Pisteur - Livre 2 - Partie 2 [Ruins - fr]
- Автор: Кард Орсон Скотт
- Серия: Pisteur #2
- Год: 2015
- Язык: французский
- Год: J'ai Lu
- ISBN: 978-2-290-10335-7
- Переводчик: Mathieu Jacquet
- Жанр: Научная фантастика
Электронная книга - «Pisteur - Livre 2 - Partie 2 [Ruins - fr]». Краткое содержание книги:
— Mais c’est impossible ! geignit Umbo. Ramsac, l’Homme en Or, son père, il lui a tout appris ! Moi, personne…
— Des pleurnicheries, maintenant. Tu as de la chance, je ne gifle pas les pleureuses. Ramsac a préparé Rigg, c’est vrai. Mais à reprendre le trône d’Aressa Sessamo, rien d’autre ! D’où son aisance à la capitale parmi les gens de la cour. Mais jamais il n’a été préparé à traverser un Mur sans pierres, à survivre dans l’entremur de Vadesh ou d’Odin, tout simplement parce Ramsac n’avait prédit aucun de ces événements. Pourquoi crois-tu que Rigg s’en soit si bien sorti ?
— N’exagérons rien… minimisa Rigg. C’est vous qui avez tout fait, toi, Olivenko…

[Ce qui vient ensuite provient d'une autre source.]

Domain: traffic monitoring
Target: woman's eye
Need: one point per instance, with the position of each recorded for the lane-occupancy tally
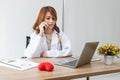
(47, 18)
(53, 18)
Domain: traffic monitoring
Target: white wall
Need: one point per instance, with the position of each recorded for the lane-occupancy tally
(92, 20)
(16, 20)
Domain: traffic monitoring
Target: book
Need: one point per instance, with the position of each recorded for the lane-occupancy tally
(18, 64)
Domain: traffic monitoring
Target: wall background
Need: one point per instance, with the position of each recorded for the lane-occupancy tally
(92, 20)
(84, 20)
(16, 20)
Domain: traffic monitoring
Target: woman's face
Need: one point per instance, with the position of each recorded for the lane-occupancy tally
(50, 20)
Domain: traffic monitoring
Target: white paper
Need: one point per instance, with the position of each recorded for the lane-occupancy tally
(18, 64)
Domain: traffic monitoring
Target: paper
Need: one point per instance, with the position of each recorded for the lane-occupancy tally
(18, 64)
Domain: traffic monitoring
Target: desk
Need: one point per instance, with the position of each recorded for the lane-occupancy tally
(59, 73)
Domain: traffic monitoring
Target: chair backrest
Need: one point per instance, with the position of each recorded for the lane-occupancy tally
(27, 42)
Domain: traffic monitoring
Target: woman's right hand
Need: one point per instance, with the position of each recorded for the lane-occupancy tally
(42, 27)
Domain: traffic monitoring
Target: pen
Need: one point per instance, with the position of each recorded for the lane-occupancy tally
(10, 64)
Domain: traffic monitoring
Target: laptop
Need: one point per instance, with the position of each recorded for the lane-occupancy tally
(85, 57)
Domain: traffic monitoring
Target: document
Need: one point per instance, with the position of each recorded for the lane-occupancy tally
(18, 64)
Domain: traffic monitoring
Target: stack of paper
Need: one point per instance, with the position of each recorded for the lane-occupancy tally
(18, 64)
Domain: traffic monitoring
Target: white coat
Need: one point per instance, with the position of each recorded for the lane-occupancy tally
(38, 44)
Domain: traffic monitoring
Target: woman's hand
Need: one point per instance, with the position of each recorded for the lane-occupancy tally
(42, 27)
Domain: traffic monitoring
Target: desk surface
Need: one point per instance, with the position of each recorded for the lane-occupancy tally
(59, 73)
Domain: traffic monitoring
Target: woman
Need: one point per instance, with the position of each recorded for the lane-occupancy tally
(47, 40)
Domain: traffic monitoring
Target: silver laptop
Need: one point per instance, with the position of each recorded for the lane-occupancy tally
(85, 57)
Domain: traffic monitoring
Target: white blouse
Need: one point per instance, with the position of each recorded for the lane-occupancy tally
(38, 44)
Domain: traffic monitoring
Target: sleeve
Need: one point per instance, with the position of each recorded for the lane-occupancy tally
(66, 48)
(34, 47)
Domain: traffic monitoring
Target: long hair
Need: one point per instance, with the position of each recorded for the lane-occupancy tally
(41, 18)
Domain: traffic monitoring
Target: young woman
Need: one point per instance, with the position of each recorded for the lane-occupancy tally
(47, 40)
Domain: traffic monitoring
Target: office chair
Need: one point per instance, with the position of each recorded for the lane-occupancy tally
(27, 42)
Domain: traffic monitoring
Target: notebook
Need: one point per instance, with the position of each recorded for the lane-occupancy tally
(85, 57)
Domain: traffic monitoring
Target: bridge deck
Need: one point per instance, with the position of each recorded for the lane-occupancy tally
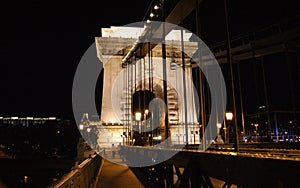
(117, 176)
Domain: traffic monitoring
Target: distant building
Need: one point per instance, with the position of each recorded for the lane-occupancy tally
(27, 121)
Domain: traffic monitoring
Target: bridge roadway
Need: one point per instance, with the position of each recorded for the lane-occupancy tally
(115, 173)
(255, 167)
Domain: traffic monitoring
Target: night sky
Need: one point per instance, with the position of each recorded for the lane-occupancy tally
(41, 43)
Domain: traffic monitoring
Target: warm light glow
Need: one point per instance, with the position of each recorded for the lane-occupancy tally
(229, 116)
(81, 127)
(138, 116)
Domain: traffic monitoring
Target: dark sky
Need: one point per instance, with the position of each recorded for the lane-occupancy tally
(41, 43)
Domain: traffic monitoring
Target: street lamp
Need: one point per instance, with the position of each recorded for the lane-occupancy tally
(219, 125)
(138, 116)
(229, 116)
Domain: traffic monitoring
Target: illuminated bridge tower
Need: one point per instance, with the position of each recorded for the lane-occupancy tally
(145, 74)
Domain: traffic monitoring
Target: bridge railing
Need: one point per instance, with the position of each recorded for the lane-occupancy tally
(82, 175)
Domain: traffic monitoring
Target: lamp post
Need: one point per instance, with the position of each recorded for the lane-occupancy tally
(229, 117)
(219, 125)
(138, 116)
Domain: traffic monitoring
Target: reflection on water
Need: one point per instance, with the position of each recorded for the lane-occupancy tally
(33, 178)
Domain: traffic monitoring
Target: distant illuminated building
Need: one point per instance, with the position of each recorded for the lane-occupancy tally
(27, 121)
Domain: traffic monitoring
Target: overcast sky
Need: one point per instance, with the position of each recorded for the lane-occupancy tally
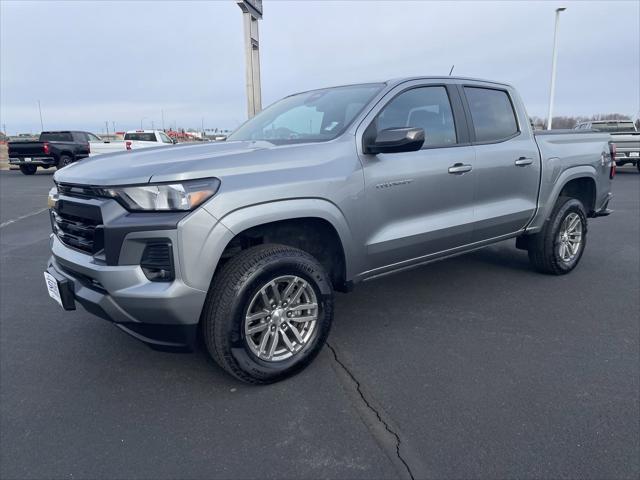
(124, 62)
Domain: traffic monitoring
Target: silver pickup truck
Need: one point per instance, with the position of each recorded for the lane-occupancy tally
(244, 242)
(624, 136)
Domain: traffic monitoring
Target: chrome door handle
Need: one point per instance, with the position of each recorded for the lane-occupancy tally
(460, 168)
(522, 161)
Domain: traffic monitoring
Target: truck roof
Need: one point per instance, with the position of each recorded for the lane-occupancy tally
(396, 81)
(143, 131)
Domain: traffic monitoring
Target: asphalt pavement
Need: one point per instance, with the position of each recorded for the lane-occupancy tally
(473, 367)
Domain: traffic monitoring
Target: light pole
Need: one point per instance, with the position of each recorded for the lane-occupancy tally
(40, 111)
(552, 90)
(251, 13)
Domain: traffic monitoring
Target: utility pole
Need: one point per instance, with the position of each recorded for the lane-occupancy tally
(251, 13)
(554, 61)
(40, 111)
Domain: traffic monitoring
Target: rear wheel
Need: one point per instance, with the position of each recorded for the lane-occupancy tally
(64, 161)
(267, 313)
(28, 169)
(557, 249)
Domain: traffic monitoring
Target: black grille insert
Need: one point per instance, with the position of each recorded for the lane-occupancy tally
(78, 226)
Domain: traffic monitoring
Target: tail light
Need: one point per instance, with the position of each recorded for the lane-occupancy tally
(612, 150)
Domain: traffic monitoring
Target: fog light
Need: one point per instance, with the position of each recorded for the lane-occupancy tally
(157, 261)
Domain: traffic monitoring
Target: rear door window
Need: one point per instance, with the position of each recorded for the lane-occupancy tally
(492, 113)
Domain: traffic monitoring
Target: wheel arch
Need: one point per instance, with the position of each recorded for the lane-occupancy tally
(572, 181)
(314, 225)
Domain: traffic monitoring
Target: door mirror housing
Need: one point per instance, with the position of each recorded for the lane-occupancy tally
(395, 140)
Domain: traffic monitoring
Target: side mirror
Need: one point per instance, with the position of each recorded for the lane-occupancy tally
(395, 140)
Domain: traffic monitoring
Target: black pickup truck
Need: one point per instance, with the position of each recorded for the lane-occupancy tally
(53, 149)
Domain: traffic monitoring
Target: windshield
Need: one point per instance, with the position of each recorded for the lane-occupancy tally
(314, 116)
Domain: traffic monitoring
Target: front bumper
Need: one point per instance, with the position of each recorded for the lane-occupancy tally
(106, 277)
(37, 161)
(162, 314)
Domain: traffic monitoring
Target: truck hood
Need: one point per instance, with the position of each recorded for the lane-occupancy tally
(165, 164)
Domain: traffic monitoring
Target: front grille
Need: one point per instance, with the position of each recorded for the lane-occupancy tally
(78, 226)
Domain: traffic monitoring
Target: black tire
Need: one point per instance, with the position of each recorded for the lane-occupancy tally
(228, 301)
(544, 246)
(63, 161)
(28, 169)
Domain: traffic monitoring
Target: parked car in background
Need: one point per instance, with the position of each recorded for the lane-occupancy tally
(625, 137)
(245, 241)
(133, 140)
(53, 149)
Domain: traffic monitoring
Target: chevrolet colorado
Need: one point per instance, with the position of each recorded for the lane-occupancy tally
(244, 242)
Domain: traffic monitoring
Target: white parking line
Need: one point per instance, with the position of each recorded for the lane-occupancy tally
(14, 220)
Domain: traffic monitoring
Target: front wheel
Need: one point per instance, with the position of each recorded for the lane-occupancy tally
(557, 249)
(28, 169)
(268, 313)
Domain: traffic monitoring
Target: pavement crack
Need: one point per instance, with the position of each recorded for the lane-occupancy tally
(368, 404)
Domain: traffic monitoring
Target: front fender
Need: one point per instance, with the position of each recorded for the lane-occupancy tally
(260, 214)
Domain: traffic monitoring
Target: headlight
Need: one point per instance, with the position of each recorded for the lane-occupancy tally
(183, 196)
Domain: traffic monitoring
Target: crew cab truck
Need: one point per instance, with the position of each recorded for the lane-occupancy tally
(625, 138)
(133, 140)
(245, 241)
(53, 149)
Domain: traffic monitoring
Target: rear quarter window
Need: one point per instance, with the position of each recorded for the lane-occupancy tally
(492, 113)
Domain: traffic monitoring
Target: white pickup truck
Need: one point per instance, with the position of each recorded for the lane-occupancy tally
(133, 140)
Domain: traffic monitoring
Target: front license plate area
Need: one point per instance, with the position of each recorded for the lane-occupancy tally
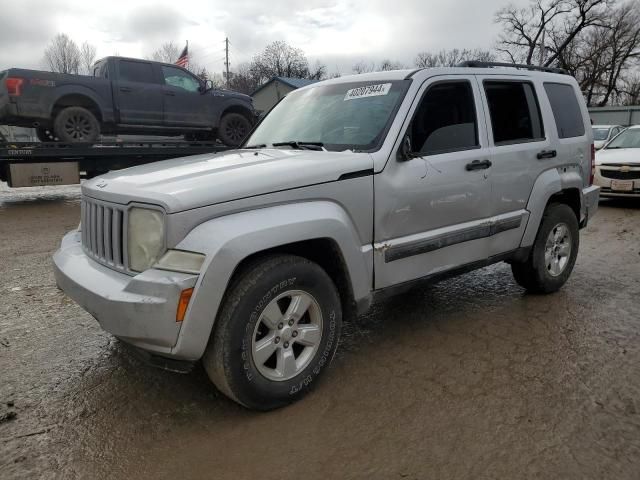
(622, 185)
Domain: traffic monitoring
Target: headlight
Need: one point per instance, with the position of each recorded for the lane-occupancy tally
(145, 238)
(181, 261)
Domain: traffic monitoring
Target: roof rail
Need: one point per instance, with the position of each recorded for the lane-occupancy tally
(480, 64)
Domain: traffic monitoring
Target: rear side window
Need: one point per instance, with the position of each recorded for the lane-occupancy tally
(445, 120)
(136, 72)
(566, 110)
(514, 111)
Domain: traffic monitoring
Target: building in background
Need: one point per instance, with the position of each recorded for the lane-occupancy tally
(271, 92)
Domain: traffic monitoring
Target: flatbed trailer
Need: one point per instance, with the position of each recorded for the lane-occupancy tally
(31, 164)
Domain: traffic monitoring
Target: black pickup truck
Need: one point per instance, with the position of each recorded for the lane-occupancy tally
(124, 95)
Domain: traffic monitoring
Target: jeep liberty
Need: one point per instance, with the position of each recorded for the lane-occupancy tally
(348, 190)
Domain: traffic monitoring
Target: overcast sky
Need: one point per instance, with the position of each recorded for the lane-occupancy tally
(337, 33)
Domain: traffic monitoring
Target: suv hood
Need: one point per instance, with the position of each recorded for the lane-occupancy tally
(191, 182)
(629, 156)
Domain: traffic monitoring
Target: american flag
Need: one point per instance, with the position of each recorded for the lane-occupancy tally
(183, 59)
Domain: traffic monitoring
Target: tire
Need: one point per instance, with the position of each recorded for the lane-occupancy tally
(45, 134)
(233, 129)
(553, 254)
(76, 125)
(254, 319)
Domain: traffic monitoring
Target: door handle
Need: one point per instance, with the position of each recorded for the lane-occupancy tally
(546, 154)
(478, 165)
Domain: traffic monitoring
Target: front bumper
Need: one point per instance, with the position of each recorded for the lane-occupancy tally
(605, 183)
(140, 310)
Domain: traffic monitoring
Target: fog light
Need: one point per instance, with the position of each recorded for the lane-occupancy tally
(183, 304)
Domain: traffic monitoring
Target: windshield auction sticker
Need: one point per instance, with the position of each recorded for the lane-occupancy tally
(368, 91)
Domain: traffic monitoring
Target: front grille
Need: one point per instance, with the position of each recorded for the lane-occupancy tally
(103, 232)
(619, 175)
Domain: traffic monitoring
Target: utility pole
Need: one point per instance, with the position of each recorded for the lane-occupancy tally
(226, 58)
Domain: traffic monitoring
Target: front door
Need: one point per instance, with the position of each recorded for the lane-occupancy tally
(138, 93)
(184, 104)
(432, 211)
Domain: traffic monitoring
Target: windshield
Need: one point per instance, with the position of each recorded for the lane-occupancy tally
(339, 117)
(600, 133)
(627, 139)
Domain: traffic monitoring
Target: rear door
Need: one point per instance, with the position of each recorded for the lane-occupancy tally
(184, 103)
(519, 150)
(138, 93)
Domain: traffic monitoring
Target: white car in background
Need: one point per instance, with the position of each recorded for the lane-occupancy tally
(603, 133)
(618, 165)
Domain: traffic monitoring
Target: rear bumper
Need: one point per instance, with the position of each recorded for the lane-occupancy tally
(140, 310)
(590, 197)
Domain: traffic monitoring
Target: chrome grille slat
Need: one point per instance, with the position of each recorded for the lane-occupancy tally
(102, 232)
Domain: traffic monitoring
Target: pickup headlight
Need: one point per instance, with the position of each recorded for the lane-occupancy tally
(145, 238)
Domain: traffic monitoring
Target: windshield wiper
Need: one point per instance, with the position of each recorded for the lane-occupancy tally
(301, 145)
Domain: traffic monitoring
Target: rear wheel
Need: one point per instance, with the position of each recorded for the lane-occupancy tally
(233, 129)
(76, 125)
(45, 134)
(553, 254)
(277, 331)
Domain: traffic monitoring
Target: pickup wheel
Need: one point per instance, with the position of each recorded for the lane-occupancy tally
(277, 331)
(76, 125)
(553, 254)
(233, 129)
(45, 134)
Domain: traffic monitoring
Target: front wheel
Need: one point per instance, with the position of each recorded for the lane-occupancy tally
(277, 331)
(553, 254)
(233, 129)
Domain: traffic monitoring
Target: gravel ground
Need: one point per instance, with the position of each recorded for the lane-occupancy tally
(468, 378)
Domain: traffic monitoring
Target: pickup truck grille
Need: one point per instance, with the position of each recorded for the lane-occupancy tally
(103, 232)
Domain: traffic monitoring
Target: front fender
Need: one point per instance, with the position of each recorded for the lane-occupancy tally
(228, 240)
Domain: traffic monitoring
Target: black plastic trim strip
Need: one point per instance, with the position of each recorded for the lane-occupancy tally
(448, 239)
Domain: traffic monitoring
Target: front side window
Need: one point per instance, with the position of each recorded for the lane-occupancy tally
(566, 109)
(179, 78)
(136, 71)
(341, 116)
(515, 115)
(445, 121)
(628, 139)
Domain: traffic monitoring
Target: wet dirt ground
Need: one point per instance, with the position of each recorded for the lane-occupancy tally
(468, 378)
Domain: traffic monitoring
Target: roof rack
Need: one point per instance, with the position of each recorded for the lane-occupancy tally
(480, 64)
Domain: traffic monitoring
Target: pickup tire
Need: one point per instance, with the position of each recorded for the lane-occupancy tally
(277, 331)
(233, 129)
(76, 125)
(553, 254)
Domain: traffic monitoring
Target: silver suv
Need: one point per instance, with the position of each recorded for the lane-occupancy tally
(348, 190)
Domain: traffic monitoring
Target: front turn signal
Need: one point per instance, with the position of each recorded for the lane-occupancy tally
(183, 304)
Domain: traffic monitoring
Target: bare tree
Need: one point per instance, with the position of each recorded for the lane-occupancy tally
(167, 53)
(451, 58)
(279, 59)
(62, 55)
(87, 58)
(385, 65)
(525, 30)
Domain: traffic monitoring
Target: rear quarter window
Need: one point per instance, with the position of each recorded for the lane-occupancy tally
(566, 109)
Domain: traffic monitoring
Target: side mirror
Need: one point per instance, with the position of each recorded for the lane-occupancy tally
(406, 151)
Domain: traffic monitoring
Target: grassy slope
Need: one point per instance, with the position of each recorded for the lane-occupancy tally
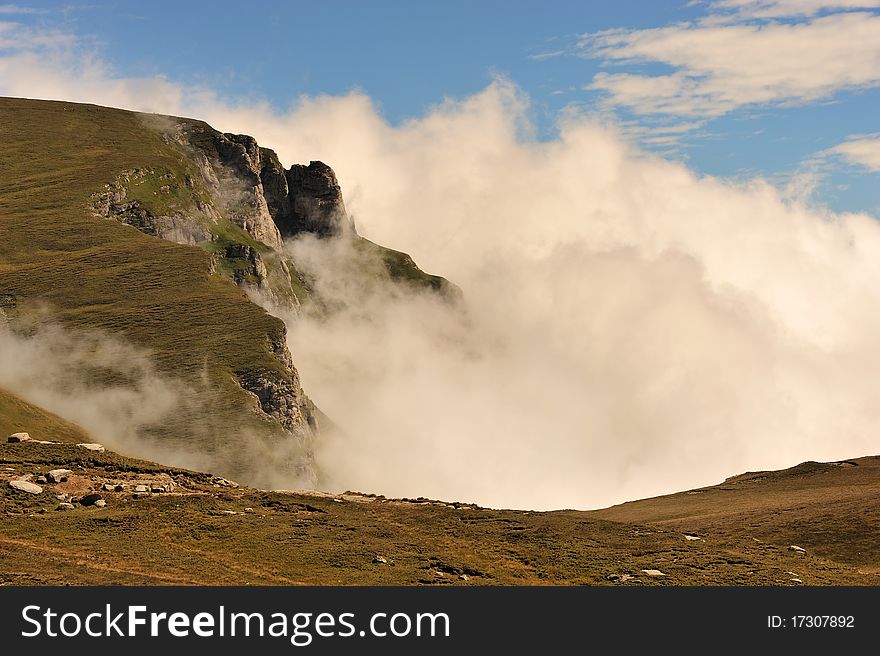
(18, 415)
(102, 274)
(203, 533)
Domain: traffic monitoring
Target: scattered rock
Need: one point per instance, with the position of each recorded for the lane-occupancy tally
(26, 486)
(58, 475)
(91, 499)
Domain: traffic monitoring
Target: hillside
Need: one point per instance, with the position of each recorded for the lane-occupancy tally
(152, 230)
(185, 527)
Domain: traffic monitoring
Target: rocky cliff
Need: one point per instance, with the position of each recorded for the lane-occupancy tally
(230, 196)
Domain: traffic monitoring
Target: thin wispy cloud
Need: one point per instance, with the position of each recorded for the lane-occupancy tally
(720, 67)
(790, 8)
(19, 9)
(547, 55)
(860, 150)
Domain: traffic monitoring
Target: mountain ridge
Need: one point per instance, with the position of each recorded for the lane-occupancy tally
(72, 172)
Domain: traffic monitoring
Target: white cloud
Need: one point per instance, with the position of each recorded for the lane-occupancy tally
(19, 9)
(547, 55)
(718, 68)
(788, 8)
(863, 150)
(633, 328)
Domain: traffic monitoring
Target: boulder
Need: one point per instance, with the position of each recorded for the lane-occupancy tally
(58, 475)
(91, 499)
(26, 486)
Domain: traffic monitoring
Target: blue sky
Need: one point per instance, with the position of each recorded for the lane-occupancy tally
(409, 56)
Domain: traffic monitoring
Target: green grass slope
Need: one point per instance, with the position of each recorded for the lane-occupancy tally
(17, 415)
(97, 273)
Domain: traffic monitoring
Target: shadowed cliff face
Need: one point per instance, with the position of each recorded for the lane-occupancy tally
(316, 204)
(228, 195)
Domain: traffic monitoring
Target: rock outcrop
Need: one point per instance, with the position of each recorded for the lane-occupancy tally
(230, 196)
(315, 202)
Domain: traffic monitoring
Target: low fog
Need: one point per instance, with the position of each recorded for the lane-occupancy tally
(114, 391)
(631, 327)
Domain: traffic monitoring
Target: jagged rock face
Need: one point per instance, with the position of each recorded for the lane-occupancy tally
(316, 204)
(281, 396)
(231, 165)
(112, 203)
(274, 180)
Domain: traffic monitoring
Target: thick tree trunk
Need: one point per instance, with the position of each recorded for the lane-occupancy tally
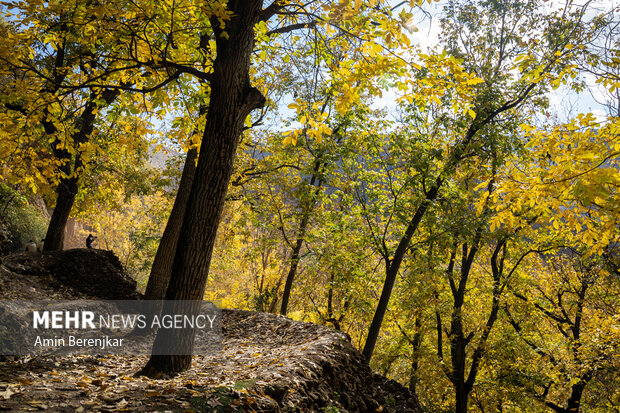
(164, 258)
(232, 99)
(66, 192)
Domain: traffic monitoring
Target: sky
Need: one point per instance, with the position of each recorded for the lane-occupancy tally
(563, 101)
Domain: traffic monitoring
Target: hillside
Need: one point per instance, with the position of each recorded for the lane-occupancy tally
(268, 363)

— Tu cherches les coups, toi aussi, le menaça Miche. Non mais écoute-toi ! Olivenko, moi, tout fait ? Si tu tiens à nous féliciter, félicite-nous de t’avoir choisi comme chef. Tu décèles les points forts des autres et t’appuies dessus, tu fais confiance, tu n’imposes jamais tes idées, tes décisions, tu n’insistes pas pour tout contrôler. Tu ne jalouses pas notre savoir-faire, au contraire : tu nous remercies de le mettre en application puis tu passes à autre chose. »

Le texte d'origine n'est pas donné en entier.